Our encounters included the rather homely cannonball jellyfish, which lacks tentacles so it doesn't sting -- meaning that Felicity could go around picking up every one she saw and return them to the sea.
I had to play it cool like it was no big deal to handle a twitching gelatinous mass that smelled like a barrel of rotten fish innards, in the hope that she would continue to view the whole thing as fascinating instead of gross. This is one of those parenting moments that I will lord over her in her teen and adult years. (I do not even eat seafood or fish of any kind, let alone handle it in its living form as a matter of course, so brackish marine life is really not my thing.)

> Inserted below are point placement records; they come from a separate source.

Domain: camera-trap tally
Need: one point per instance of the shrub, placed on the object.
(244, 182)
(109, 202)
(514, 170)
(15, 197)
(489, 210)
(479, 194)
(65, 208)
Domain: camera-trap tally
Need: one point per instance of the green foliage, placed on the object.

She could have spent days on that beach, but we lured her back to the boat with the promise of a few sips of Gatorade (or "lemon drink," as she calls it).
We ate our body weight in good Southern cooking, plus s'mores around the bonfire every evening and ice cream on two occasions.
Not to mention the plate of lime slices that our waiter brought out when we dined at one restaurant for a second time -- he had remembered seeing Felicity eat the lime from the side of Joe's beer glass the evening prior, and he thought she should have her own. Southern hospitality at its best, I tell you.
One morning as we were eating breakfast at a local cafe called Buffalo's, Felicity suddenly started screaming, "A yak! A yak! It's a yak! I don't like it!" and she ran and hid behind Joe's chair. It took us several confused minutes to figure out that she was referring to the big buffalo head on the wall overlooking our table.
Another day, by the pool, as Felicity took a momentary break from migrating every five minutes from one pool to another (there was a big one, a sprinkler-fed smaller one, a wading one, and a hot tub, and she wanted to try them ALL, always in rapid succession), Joe was trying to help her get some floaties on and she said, "Hey, Meredith! Can you help me with this? Daddy can't get it!" Oh, how we laughed.
In addition to the resident egrets, hawks, and fox squirrels (and possible feral pigs), we saw several alligators in the inlet near our cottage, including a wee baby alligator. Felicity would have happily taken him home if given the option (and you have to admit, he's pretty cute).
I love when, on vacation, you settle into a little routine even when you're only in a new place for a few days. It gives shape and comfort to the days and makes the time there seem longer. At Palmetto Bluff, each evening after having dinner and s'mores, we strolled back to our cottage across a wooden bridge that was set up with rocking chairs on each side. And each evening, Felicity would say, "Mommy! You sit here. Daddy! You sit right here. I am sitting in this little bitty seat. Our whole family is together!"
I can't imagine anything more perfect.